Bruce Momjian <maillist@candle.pha.pa.us> writes:
> Tom, I assume this is done, right?
Only partly. I changed _bt_binsrch to use a pure binary search,
but didn't yet get around to fixing _bt_findsplitloc (it's more
complicated :-().
Vadim seemed to think that a better solution would be to fix the
comparison rules so that no two entries are ever considered to have
equal keys anyway. So I put my change on the back burner ... but if
his change doesn't happen, mine ought to get done.
>> I wrote:
>>>> then a possible explanation for the problem would be that our
>>>> btree index code isn't very fast when there are large numbers of
>>>> identical keys.
>>
>> Ah-hah, a lucky guess! I went back and looked at the profile stats
>> I'd extracted from Edmund's "update" example. This Linux box has
>> the same semi-functional gprof as someone else was using a while
>> ago --- the timings are bogus, but the call counts seem right.
>> And what I find are entries like this:
>>
>> 0.00 0.00 284977/284977 _bt_binsrch [3174]
>> [3177] 0.0 0.00 0.00 284977 _bt_firsteq [3177]
>> 0.00 0.00 21784948/24713758 _bt_compare [3169]
>>
>> 0.00 0.00 426/35632 _bt_split [53]
>> 0.00 0.00 35206/35632 _bt_insertonpg [45]
>> [3185] 0.0 0.00 0.00 35632 _bt_findsplitloc [3185]
>> 0.00 0.00 5093972/8907411 _bt_itemcmp [3171]
>>
>> In other words, _bt_firsteq is averaging almost 100 comparisons per
>> call, _bt_findsplitloc well over that.

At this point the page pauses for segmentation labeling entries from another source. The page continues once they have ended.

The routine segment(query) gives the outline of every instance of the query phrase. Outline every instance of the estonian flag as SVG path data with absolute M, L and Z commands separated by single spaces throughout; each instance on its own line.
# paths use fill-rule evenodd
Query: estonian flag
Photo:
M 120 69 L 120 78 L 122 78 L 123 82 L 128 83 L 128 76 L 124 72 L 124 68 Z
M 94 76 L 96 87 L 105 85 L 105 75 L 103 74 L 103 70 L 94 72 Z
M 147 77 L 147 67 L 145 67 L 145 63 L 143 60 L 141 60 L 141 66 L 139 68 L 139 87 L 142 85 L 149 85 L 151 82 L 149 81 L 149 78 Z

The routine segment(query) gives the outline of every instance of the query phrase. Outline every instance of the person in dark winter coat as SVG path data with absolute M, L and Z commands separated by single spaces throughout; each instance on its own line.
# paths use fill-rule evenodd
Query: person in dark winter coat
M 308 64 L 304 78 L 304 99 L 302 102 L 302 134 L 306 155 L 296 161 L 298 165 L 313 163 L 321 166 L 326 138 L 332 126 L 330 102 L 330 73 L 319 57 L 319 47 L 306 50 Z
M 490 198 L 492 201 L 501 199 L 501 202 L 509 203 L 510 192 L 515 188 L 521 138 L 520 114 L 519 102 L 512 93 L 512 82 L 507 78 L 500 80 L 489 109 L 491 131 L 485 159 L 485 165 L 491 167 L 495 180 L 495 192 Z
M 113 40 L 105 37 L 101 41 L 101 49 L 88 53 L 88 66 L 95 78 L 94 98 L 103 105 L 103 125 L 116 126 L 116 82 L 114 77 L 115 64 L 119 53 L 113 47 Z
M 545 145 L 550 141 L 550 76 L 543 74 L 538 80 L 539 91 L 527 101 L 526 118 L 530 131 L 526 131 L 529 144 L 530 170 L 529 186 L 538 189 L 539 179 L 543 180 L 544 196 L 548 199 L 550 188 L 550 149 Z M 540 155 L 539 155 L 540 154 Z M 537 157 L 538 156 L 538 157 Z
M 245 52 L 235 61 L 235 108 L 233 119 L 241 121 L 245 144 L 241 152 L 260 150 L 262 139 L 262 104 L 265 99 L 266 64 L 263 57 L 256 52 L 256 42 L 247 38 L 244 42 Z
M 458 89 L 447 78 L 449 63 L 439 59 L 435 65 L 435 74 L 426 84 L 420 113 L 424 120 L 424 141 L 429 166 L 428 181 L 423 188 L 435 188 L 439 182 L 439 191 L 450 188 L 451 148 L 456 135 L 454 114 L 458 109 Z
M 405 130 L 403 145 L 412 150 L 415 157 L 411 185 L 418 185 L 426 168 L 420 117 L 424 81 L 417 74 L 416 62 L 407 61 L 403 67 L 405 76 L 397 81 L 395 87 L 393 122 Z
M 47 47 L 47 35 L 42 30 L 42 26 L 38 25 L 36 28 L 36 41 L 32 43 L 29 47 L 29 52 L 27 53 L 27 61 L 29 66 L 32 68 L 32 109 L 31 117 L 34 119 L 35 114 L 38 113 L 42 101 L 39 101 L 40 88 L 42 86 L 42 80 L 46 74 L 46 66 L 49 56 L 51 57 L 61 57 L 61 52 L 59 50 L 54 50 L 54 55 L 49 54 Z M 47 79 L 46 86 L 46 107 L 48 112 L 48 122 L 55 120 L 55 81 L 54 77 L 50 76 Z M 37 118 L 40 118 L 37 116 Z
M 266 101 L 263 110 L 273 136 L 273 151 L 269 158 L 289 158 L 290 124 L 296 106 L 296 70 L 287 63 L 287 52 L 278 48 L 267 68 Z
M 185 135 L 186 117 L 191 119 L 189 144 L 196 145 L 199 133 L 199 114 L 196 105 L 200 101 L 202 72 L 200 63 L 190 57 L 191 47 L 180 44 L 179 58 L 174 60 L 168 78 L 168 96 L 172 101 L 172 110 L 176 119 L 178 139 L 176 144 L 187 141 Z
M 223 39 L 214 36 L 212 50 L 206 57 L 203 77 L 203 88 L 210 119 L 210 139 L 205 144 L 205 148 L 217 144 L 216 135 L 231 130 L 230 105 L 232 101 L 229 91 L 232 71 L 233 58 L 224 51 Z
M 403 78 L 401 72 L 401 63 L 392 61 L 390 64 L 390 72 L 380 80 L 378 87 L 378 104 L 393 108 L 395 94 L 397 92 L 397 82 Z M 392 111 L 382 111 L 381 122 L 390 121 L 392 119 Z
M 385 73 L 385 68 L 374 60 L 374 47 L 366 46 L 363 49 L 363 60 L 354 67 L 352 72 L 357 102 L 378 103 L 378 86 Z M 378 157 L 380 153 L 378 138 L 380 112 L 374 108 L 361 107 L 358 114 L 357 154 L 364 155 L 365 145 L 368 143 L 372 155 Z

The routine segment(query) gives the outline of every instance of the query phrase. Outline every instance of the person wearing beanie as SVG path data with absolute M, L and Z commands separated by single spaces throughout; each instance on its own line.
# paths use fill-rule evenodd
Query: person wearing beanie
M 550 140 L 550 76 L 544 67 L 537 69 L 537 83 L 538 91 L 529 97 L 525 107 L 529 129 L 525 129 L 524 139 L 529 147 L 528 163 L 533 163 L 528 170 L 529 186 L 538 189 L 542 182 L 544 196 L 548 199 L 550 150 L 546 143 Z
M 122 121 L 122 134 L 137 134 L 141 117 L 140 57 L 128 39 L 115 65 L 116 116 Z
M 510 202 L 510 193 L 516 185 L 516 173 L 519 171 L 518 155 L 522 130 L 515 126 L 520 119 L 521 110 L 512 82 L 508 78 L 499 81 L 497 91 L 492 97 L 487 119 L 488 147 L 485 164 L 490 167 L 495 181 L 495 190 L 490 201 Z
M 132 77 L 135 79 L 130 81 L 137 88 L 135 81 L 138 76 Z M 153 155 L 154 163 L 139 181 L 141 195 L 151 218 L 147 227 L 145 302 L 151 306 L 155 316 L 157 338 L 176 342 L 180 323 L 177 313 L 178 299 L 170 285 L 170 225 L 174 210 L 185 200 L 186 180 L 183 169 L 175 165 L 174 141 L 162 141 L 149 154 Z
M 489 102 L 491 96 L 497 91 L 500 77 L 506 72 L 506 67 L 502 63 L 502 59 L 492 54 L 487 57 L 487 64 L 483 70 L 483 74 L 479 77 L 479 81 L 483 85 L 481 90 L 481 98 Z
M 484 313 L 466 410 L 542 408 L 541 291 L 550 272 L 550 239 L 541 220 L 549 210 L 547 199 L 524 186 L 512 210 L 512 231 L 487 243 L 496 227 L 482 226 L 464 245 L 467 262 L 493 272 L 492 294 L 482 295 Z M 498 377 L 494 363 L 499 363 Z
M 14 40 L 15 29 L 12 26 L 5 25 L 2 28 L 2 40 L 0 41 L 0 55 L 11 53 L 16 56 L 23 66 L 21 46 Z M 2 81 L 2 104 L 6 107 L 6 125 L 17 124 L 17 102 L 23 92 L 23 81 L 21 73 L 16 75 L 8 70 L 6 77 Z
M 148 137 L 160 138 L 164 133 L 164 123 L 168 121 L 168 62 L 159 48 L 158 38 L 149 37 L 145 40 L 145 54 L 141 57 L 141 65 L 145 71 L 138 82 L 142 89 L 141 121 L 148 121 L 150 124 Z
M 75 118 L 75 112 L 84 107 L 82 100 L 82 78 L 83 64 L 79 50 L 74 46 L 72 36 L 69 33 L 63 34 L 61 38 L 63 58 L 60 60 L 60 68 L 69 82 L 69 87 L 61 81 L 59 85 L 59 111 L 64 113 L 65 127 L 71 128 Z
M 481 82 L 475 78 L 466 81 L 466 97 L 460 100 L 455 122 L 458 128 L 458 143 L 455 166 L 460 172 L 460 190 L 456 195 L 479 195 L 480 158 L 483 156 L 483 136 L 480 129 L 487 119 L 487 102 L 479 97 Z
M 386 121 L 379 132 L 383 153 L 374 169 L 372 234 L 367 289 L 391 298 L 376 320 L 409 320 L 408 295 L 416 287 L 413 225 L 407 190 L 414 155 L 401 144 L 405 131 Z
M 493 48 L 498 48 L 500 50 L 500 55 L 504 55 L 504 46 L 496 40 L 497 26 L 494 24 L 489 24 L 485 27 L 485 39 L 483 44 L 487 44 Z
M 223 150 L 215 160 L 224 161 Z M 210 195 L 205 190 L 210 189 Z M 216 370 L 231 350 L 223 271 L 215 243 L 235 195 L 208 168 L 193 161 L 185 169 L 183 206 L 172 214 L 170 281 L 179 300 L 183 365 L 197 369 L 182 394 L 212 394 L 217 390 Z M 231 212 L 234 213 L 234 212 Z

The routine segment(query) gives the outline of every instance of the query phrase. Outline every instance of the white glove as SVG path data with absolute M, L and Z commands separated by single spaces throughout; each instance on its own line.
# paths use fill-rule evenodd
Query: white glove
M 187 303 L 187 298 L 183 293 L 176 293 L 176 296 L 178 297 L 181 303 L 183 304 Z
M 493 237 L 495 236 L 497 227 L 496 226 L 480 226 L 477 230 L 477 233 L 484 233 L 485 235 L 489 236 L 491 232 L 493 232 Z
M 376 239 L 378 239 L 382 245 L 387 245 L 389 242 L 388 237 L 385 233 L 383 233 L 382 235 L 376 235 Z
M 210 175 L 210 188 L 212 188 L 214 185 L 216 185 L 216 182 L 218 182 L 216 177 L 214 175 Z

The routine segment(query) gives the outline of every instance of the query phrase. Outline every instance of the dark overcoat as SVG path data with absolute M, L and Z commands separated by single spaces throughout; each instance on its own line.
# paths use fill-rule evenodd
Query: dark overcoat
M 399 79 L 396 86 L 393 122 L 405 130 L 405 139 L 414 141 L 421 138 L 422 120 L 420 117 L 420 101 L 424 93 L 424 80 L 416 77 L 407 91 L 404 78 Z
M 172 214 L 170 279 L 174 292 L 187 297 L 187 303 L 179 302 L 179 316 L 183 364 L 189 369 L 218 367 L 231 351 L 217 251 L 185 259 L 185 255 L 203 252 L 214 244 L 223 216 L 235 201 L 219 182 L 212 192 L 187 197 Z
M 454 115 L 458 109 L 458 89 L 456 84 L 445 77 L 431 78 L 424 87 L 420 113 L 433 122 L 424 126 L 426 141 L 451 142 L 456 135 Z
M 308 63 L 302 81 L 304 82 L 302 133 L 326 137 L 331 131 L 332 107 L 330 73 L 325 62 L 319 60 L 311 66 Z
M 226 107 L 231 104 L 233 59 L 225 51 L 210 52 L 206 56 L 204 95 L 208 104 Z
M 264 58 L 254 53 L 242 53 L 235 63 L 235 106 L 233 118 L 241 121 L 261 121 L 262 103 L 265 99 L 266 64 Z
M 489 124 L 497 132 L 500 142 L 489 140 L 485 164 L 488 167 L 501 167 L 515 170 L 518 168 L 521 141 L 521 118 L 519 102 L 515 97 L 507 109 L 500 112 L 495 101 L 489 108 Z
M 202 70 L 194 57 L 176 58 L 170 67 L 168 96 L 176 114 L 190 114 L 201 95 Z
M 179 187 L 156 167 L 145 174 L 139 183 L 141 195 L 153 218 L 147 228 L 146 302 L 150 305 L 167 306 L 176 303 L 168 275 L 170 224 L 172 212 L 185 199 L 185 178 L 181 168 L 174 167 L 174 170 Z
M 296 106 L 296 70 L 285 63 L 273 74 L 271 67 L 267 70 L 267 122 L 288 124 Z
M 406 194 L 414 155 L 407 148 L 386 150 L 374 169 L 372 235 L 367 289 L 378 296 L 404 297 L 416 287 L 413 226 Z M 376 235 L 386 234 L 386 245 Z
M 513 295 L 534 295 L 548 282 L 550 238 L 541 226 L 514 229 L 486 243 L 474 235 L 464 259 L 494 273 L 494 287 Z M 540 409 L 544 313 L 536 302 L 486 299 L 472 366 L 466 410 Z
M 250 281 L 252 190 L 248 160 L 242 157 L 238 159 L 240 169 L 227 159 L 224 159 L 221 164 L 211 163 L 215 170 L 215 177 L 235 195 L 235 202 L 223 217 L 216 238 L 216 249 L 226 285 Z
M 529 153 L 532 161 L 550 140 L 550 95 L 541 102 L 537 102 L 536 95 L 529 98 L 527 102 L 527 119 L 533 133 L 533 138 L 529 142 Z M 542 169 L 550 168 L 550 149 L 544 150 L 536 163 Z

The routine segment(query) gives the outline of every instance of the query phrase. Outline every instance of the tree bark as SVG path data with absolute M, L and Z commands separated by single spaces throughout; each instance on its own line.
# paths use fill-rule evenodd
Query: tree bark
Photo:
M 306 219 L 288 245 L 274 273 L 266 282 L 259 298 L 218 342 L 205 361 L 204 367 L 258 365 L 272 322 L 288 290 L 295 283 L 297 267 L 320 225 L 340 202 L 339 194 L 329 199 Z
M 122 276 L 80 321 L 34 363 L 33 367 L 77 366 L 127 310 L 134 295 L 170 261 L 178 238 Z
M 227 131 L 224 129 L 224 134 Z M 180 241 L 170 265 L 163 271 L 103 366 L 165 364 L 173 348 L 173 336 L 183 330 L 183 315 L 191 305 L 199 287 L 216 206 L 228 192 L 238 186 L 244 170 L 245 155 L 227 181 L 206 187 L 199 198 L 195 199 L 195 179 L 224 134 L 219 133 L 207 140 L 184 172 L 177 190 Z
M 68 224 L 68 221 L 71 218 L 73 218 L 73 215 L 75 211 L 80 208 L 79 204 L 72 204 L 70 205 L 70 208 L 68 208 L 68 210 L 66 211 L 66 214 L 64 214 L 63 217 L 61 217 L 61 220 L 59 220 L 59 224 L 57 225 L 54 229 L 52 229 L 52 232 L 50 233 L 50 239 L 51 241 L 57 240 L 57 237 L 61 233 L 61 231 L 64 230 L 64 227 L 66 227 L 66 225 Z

Both of these routines are
>> evidently designed on the assumption that there will be relatively
>> few duplicate keys --- they reduce to linear scans when there are
>> many duplicates.
>>
>> _bt_firsteq shouldn't exist at all; the only routine that calls it
>> is _bt_binsrch, which does a fast binary search of the index page.
>> _bt_binsrch should be fixed so that the binary search logic does the
>> right thing for equal-key cases, rather than degrading to a linear
>> search. I am less confident that I understand _bt_findsplitloc's place
>> in the great scheme of things, but it could certainly be revised to use
>> a binary search rather than linear scan.
>>
>> This benchmark is clearly overemphasizing the equal-key case, but
>> I think it ought to be fixed independently of whether we want to
>> look good on a dubious benchmark ... equal keys are not uncommon in
>> real-world scenarios after all.
>>
>> Next question is do we want to risk twiddling this code so soon before
>> 6.5, or wait till after?